Consider a live GNU/Linux distro with the following constraints: all the software should be contained in an initrd
image (which results in its huge size) and the kernel contains as few statically-compiled modules as possible.
Consider the bootup process of the described distro: the bootloader (e.g. grub or isolinux) loads the kernel, which then loads and extracts the initrd into the memory. During the extraction (which takes 20-30 seconds on old computers) nothing happens on the screen.
I was wondering, is there a ready-made solution of showing a splash screen during the initrd extraction process? If not, can you please comment on the following ideas:
Statically compile an e.g. 600x480x8bit image into the kernel and somehow flush it into the framebuffer while initrd is being extracted.
Do the same, but force a particular video driver to be loaded (e.g.

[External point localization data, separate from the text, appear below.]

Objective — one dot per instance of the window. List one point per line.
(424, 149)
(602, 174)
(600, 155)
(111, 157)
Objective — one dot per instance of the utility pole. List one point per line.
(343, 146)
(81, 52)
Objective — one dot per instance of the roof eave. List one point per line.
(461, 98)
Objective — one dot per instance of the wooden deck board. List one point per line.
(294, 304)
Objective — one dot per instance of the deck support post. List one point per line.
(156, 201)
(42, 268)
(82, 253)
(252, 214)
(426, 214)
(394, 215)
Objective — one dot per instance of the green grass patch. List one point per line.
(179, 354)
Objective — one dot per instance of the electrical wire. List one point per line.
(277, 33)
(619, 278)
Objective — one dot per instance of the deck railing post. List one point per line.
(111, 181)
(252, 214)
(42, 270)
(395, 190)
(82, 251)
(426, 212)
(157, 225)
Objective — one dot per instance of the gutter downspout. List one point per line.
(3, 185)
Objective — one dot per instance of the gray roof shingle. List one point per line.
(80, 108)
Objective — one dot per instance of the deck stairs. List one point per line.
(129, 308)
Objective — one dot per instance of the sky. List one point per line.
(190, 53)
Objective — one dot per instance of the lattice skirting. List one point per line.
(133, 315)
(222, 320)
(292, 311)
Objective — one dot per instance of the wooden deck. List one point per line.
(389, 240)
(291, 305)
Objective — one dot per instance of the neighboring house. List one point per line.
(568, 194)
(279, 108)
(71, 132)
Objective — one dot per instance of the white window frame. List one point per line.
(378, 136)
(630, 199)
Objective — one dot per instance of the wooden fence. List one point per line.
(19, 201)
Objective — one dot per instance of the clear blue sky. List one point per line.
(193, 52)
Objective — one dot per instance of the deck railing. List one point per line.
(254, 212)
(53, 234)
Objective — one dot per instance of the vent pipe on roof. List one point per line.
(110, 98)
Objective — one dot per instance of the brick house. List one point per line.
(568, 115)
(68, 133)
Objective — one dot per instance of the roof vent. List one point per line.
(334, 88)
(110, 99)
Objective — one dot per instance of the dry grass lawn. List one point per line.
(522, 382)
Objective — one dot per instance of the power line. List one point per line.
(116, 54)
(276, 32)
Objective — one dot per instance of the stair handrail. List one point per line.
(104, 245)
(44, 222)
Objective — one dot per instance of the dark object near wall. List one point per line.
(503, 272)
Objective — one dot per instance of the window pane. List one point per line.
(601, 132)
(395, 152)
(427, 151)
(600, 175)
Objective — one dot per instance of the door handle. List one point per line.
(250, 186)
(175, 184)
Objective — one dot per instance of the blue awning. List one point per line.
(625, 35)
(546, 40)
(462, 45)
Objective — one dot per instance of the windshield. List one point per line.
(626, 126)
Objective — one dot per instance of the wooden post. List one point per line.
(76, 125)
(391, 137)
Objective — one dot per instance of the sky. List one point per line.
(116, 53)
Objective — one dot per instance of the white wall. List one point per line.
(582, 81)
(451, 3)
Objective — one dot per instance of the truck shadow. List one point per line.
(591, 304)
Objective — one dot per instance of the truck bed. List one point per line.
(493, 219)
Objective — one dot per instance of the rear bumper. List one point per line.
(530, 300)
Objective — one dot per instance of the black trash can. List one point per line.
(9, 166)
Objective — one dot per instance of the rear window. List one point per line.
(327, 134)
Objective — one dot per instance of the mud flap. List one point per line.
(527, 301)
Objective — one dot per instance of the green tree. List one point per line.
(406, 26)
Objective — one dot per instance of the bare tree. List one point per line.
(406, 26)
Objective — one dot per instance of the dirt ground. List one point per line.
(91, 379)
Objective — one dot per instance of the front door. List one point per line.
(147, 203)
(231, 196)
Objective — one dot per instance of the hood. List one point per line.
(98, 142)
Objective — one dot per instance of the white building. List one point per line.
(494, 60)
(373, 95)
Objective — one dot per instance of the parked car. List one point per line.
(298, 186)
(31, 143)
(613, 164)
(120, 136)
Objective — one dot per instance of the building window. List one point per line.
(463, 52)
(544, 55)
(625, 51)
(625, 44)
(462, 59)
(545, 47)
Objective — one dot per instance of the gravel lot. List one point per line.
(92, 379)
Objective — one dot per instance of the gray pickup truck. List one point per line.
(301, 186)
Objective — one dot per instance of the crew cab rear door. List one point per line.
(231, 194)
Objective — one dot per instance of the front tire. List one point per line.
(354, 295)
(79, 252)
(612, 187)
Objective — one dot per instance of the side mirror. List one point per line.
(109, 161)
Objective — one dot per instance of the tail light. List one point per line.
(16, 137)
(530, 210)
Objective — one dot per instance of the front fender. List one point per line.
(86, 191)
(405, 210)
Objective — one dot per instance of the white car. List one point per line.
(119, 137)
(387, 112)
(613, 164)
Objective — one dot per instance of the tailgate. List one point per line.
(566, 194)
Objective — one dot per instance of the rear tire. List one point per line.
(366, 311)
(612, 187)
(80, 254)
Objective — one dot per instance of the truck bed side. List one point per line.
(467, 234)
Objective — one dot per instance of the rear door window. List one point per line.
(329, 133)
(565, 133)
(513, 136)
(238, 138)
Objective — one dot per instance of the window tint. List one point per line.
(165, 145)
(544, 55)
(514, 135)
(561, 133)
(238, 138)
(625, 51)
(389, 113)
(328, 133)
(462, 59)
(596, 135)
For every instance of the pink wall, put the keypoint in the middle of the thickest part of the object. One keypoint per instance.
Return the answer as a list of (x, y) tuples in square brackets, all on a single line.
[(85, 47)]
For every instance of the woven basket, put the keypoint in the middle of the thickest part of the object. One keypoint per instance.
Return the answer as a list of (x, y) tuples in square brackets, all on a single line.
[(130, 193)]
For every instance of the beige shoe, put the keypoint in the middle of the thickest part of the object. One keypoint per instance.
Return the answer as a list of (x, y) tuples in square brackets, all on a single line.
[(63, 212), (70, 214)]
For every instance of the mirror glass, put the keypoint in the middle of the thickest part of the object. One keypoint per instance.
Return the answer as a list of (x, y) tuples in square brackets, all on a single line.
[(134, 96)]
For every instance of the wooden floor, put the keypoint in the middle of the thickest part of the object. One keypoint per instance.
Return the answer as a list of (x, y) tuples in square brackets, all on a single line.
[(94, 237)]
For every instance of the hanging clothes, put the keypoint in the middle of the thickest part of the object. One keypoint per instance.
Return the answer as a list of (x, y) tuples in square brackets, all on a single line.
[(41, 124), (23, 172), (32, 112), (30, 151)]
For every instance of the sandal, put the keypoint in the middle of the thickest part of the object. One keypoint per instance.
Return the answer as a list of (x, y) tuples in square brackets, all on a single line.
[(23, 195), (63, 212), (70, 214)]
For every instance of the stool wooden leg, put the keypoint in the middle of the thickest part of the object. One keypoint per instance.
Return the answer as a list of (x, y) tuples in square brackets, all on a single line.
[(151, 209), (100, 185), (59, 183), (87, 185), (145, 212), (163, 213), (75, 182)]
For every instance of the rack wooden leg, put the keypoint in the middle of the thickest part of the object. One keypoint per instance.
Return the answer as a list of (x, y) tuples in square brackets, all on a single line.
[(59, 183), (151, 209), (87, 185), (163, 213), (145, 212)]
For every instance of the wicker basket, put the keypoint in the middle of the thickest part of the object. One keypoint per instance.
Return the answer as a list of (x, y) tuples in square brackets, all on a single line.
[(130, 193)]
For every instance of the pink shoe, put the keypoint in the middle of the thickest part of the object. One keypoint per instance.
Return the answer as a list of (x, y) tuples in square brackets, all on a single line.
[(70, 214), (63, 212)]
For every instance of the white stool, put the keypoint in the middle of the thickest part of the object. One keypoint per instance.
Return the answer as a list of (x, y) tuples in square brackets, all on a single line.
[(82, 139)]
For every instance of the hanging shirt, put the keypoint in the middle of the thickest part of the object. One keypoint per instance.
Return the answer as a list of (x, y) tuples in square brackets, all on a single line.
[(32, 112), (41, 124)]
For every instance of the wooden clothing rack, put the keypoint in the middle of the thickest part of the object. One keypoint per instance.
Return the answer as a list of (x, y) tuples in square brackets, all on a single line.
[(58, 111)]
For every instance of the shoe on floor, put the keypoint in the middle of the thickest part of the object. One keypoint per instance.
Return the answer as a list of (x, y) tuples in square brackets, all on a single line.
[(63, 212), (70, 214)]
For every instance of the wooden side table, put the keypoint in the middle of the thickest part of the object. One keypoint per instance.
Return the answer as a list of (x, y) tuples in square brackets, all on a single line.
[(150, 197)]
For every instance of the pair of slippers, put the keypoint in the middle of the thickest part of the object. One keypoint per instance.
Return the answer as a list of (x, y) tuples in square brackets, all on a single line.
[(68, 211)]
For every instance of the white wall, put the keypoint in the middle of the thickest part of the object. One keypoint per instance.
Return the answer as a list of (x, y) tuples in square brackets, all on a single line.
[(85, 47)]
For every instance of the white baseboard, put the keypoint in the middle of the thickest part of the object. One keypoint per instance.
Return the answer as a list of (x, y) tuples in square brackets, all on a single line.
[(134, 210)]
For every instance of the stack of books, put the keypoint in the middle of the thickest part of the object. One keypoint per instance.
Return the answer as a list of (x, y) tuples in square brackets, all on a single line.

VESA) and hack into its code, rather that kernel's framebuffer.
Thank you.
A splash screen is nothing but the picture that's gets displayed in the background while booting the Linux operating system. You might be knowing that Grub (GRand Unified Bootloader) is the commonly used famous bootloader among major Linux distributions.
The initrd contain the modules required to understand the root filesystem, and thus be able to access the normal store of kernel modules. If your kernel is compiled with all that code built-in, rather than as modules, then an initrd shouldn't be required.
Perhaps you can make it simpler: Create 2 initrd files. The first one can be small. Then it can call Plymouth to show a splash screen while the real initrd is extracted.